20 March 2013

devoured from the edges

A few years back I posted a recipe for lamb stew. It's a good recipe, but when I went back to read it recently, I thought it could stand a bit of editing.

The recipe was fine, you understand. But I like to think my writing -- and my writing of recipes in particular --  has improved somewhat and I felt a little embarrassed by the older version. So here is the new one.

And before you say, 'but St Patrick's Day was last weekend! Why do I want to make Irish stew now?' let me ask if spring is not sometimes cold and raw where you are?  Spring is a fine time to make lamb stew, for lamb is in season. You could also use beef, if you prefer.

You can make this in a dutch oven or in a slow cooker. The advantage of a slow cooker is that you can start it the night before and leave it on low until lunch or dinner the next day, but if you don't have a slow cooker, you can use a dutch oven to equally good effect.

1 lb lamb
1 lb onions
1 lb waxy potatoes
1 pound carrots
3 tbs butter
3 tbs flour
15 oz Guinness (or other dark stout)

If using a dutch oven, preheat the oven to 250 F (120 C).

Cut the potatoes into 1/2-inch dice and set aside in a bowl of water to soak for 30 minutes.  You do not need to peel them.  Slice the carrots into thick rounds. Slice the onions into wedges or thick rounds.

Sometimes you can find lamb cut up for stewing, but if you can't, you can cut up a piece of neck or leg or whatever you have available. The neck, if you can get it, is a good choice for stewing.  Season the lamb chunks with salt and pepper, and a little chopped parsley and thyme if you like.

Heat a small amount of oil in the skillet and sear the lamb chunks, turning them with tongs or a fork so that they are browned on all sides. Do this in batches; the goal is to get a Maillard reaction going, and too much meat in the pan will make it too wet for that to happen. Transfer the lamb chunks to a bowl and set aside.
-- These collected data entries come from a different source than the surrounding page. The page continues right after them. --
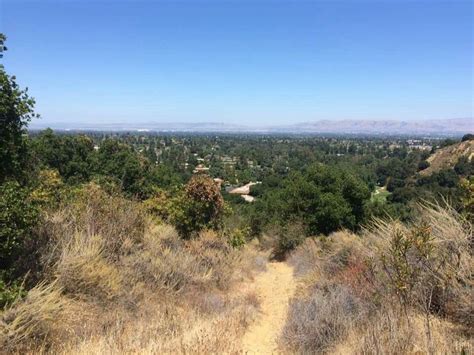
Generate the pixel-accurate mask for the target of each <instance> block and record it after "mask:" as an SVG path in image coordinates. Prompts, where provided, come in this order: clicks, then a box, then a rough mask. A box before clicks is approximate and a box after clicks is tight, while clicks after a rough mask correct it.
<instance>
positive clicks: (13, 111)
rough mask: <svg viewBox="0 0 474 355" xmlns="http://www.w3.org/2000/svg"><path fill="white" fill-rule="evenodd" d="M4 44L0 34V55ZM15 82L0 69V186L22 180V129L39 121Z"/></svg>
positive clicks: (4, 71) (26, 161) (22, 91)
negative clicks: (11, 182) (5, 183)
mask: <svg viewBox="0 0 474 355" xmlns="http://www.w3.org/2000/svg"><path fill="white" fill-rule="evenodd" d="M5 41H6V36H5V35H4V34H1V33H0V52H3V51H5V50H6V47H5V45H4V44H5ZM15 79H16V78H15V77H14V76H10V75H8V74H7V73H6V72H5V69H4V67H3V65H0V183H2V182H4V181H5V180H7V179H16V180H19V181H23V180H24V179H25V177H26V175H27V174H26V170H27V169H26V165H27V162H28V148H27V142H26V139H25V137H24V136H25V135H26V127H27V125H28V122H29V121H30V120H31V119H32V118H34V117H39V115H37V114H35V113H34V105H35V100H34V99H33V98H31V97H30V96H29V95H28V89H25V90H22V89H20V87H19V86H18V84H17V83H16V81H15Z"/></svg>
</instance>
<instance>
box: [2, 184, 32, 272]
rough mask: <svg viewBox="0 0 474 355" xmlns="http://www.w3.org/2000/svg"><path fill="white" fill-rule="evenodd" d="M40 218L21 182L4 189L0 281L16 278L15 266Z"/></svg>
mask: <svg viewBox="0 0 474 355" xmlns="http://www.w3.org/2000/svg"><path fill="white" fill-rule="evenodd" d="M37 217H38V210H37V208H36V207H35V206H34V205H33V204H32V203H31V201H30V198H29V192H28V191H27V190H26V189H24V188H21V186H20V185H19V184H18V183H17V182H12V181H10V182H6V183H4V184H3V185H0V270H2V272H0V279H4V280H5V279H6V280H9V279H11V278H12V276H13V273H14V270H13V267H14V264H15V262H16V261H17V260H18V258H19V256H20V254H21V253H22V251H24V246H25V244H26V243H27V242H28V241H29V240H28V239H29V238H31V235H32V230H33V227H34V226H35V225H36V221H37Z"/></svg>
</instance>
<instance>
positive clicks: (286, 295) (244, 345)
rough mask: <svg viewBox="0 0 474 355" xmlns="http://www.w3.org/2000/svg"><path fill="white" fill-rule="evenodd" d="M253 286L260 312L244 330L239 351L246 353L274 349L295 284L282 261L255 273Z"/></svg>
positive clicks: (258, 351) (294, 279)
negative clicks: (261, 272) (244, 332)
mask: <svg viewBox="0 0 474 355" xmlns="http://www.w3.org/2000/svg"><path fill="white" fill-rule="evenodd" d="M255 287H256V292H257V295H258V297H259V300H260V302H261V314H260V315H259V317H258V318H257V320H256V321H255V323H254V324H252V325H251V326H250V327H249V329H248V330H247V332H246V333H245V335H244V337H243V339H242V351H243V353H244V354H249V355H250V354H271V353H278V345H277V341H278V337H279V335H280V332H281V330H282V328H283V326H284V325H285V320H286V315H287V311H288V302H289V300H290V298H291V297H292V296H293V293H294V291H295V288H296V282H295V279H294V276H293V269H292V268H291V267H290V266H289V265H288V264H287V263H284V262H282V263H269V264H268V269H267V271H266V272H263V273H262V274H260V275H258V276H257V277H256V279H255Z"/></svg>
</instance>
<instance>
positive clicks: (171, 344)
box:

Add more oil and the onions to the skillet, stirring until the onions are well browned. Depending on the size of your skillet, you may want to do this in two batches.

Once the onions are ready, begin filling the slow cooker or dutch oven: Put half the onions in the bottom, followed by half the potatoes and carrots, and then half the lamb. Repeat the layers with the remaining ingredients.

Return the skillet to the heat and add the butter, scraping the bottom of the pan as it melts to loosen any browned bits. When the butter has melted, add the flour, and stir constantly until completely combined with the butter and starting to brown, about 3 minutes. Add the stout a little bit at a time, stirring constantly, until completely incorporated into the roux, again, about 3-5 minutes. The gravy will be thicker than seems right. Do not be tempted to thin it. The juices from the lamb and vegetables will do that as the stew cooks. Pour the gravy over the other ingredients.

If using a slow cooker, put on the lid and set on low. If you start this the night before, give it a stir in the morning before you take off for whatever adventures you have planned for the day.

If using a dutch oven, put on the lid, and slide into the oven. The stew will be ready in about 2 hours. Stir it once about halfway through the cooking.

Apparently princesses like lamb stew

If you need an accompaniment, may I suggest my sister's brown soda bread?